Even the Wolf, who, up till that moment, had pursued his labors of translating chaos into order amongst a litter of fresh stores, desisted from his efforts to gaze at the man whose name was an unloved household word throughout the length and breadth of the Northwest.
Pideau made the change without further demur. He watched Fyles carefully count and dispose of it. Then, as the officer turned and moved away to pass out of the store, he turned without a word to the florid-faced woman as though nothing had interrupted their transaction.
But the coming of Stanley Fyles to Buffalo Coulee was not to pass without sharp comment. The silence following the announcement of his name lasted until he was well clear of the store. Then it was broken.
There came a harsh, jeering laugh from the region of the stove.

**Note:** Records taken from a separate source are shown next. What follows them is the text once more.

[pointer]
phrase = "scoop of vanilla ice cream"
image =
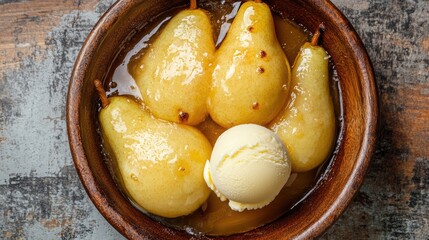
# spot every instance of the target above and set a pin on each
(249, 166)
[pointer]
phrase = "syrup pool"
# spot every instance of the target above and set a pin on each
(215, 217)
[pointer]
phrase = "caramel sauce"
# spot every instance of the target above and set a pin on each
(215, 217)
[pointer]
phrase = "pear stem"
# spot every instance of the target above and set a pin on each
(316, 36)
(101, 93)
(193, 5)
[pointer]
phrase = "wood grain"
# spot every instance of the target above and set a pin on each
(39, 42)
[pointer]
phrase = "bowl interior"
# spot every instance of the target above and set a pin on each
(309, 218)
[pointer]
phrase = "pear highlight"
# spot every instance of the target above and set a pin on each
(172, 75)
(160, 164)
(251, 74)
(307, 124)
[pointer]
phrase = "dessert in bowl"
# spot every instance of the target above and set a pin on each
(329, 186)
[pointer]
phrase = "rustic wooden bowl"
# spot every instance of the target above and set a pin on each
(308, 219)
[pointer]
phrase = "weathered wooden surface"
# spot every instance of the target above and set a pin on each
(41, 196)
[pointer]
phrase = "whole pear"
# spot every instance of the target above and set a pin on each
(251, 74)
(160, 163)
(307, 124)
(172, 75)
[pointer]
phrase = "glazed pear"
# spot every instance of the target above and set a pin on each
(251, 74)
(172, 75)
(160, 163)
(307, 125)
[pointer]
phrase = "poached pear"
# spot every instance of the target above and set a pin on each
(307, 124)
(172, 75)
(251, 73)
(160, 163)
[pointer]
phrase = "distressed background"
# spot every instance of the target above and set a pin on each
(41, 196)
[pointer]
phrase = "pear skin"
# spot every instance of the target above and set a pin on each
(160, 163)
(172, 75)
(251, 74)
(307, 124)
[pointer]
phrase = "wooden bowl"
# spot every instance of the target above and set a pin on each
(310, 217)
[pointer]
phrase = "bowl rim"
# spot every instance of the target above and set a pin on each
(80, 160)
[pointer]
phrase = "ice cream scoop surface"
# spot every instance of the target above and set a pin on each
(249, 166)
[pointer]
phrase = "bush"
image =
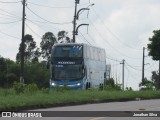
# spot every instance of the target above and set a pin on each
(31, 88)
(46, 90)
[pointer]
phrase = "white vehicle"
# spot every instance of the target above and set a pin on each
(79, 66)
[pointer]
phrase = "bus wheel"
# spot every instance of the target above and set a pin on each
(101, 86)
(88, 85)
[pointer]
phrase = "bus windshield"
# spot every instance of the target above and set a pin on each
(67, 51)
(67, 72)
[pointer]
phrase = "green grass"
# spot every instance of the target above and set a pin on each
(11, 101)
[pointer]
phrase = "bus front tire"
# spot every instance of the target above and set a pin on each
(88, 85)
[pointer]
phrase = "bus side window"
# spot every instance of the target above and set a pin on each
(88, 52)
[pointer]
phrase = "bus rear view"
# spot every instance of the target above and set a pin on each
(67, 66)
(78, 66)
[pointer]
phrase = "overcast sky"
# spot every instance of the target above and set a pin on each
(122, 27)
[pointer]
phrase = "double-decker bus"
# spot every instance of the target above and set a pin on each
(79, 66)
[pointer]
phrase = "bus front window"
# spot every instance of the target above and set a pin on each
(67, 51)
(67, 72)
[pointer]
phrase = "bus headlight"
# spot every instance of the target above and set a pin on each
(78, 84)
(53, 84)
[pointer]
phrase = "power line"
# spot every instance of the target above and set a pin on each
(85, 38)
(34, 22)
(47, 20)
(115, 36)
(13, 15)
(48, 6)
(109, 43)
(33, 30)
(10, 2)
(10, 22)
(9, 35)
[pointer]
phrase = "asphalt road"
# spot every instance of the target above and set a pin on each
(114, 111)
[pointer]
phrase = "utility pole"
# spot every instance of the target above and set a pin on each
(76, 16)
(143, 66)
(22, 44)
(74, 20)
(123, 74)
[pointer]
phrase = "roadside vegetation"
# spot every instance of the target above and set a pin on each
(22, 97)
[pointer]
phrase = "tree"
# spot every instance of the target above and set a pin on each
(63, 37)
(48, 40)
(29, 49)
(154, 49)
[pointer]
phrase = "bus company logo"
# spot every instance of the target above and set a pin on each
(6, 114)
(66, 62)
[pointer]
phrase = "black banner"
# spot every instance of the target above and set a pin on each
(81, 114)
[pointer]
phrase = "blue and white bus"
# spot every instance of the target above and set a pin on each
(79, 66)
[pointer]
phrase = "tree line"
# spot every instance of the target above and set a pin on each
(35, 68)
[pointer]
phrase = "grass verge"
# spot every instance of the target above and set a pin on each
(9, 101)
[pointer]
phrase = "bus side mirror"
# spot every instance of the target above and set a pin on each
(48, 64)
(105, 75)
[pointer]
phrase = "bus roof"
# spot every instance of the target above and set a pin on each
(72, 44)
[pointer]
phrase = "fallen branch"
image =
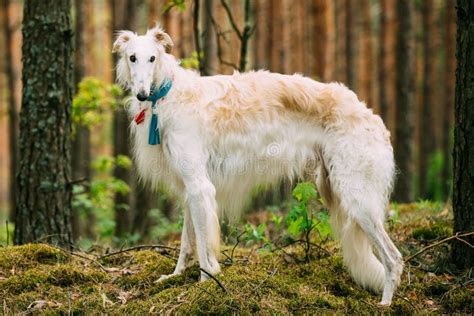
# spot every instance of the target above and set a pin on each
(457, 236)
(81, 256)
(215, 279)
(137, 248)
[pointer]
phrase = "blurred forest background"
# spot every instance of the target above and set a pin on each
(399, 59)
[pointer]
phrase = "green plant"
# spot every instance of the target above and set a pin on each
(97, 200)
(93, 102)
(302, 219)
(434, 176)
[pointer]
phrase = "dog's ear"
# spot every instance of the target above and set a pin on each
(122, 38)
(161, 38)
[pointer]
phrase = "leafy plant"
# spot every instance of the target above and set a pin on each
(97, 200)
(191, 62)
(301, 221)
(93, 101)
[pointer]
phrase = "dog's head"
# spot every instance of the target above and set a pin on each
(141, 59)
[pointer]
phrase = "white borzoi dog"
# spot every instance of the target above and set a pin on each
(223, 135)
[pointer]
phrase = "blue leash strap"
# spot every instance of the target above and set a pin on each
(157, 94)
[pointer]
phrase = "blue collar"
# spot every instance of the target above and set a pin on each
(155, 95)
(161, 92)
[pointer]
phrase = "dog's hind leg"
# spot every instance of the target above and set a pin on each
(201, 198)
(359, 222)
(186, 250)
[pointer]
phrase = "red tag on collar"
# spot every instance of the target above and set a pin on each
(140, 117)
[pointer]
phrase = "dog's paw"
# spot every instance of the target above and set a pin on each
(384, 304)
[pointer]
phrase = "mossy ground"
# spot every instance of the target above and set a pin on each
(43, 279)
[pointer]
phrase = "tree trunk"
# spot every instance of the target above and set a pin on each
(386, 58)
(341, 60)
(210, 60)
(405, 72)
(366, 57)
(12, 109)
(324, 47)
(81, 147)
(44, 204)
(427, 135)
(123, 18)
(297, 39)
(262, 34)
(449, 80)
(463, 198)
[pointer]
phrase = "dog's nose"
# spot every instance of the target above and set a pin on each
(142, 96)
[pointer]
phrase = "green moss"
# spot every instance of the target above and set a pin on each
(460, 300)
(438, 230)
(13, 259)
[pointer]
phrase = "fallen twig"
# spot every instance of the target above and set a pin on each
(137, 248)
(81, 256)
(215, 279)
(457, 236)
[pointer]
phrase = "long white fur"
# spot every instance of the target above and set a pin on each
(224, 135)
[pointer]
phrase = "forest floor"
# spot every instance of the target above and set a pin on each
(41, 279)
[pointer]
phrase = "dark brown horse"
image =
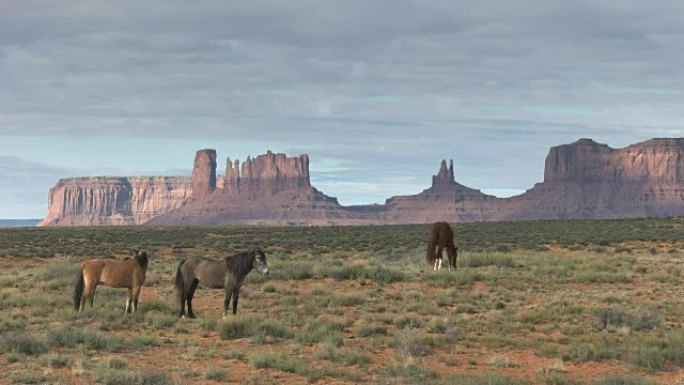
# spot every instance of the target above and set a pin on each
(128, 273)
(227, 273)
(441, 237)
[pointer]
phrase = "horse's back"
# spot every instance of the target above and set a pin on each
(209, 272)
(443, 232)
(113, 273)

The shoeing-smith, Tom Ransom, notorious as a cynical hard-liver, rasped out a verbal expression of what many of those gathered in the store were already thinking.
“Fyles, eh?” he cried. “Stanley Fyles. They send the slickest sergeant they got west of Manitoba to p’lice a no-account township like Buffalo Coulee. Sergeant Fyles to relieve a bum constable who’s been sent on a big trip. Guess Stanley Fyles best try again.”
“Reckon he’s lyin’?”
It was Pideau who snapped the question.
“I don’t reckon nothin’, boy, ’cep’ I’m feelin’ easy I ain’t in the liquor trade.”
Every eye focussed on Pideau. The blacksmith’s eyes were twinkling. The whole of the company felt the laugh was on the storekeeper. The man behind the counter, however, only shrugged his heavy shoulders and went on with his work.
“Don’t worry, folks,” he said, in his harsh way. “The liquor trade knows how to sleep easy fer jest as long as Fyles stops around.”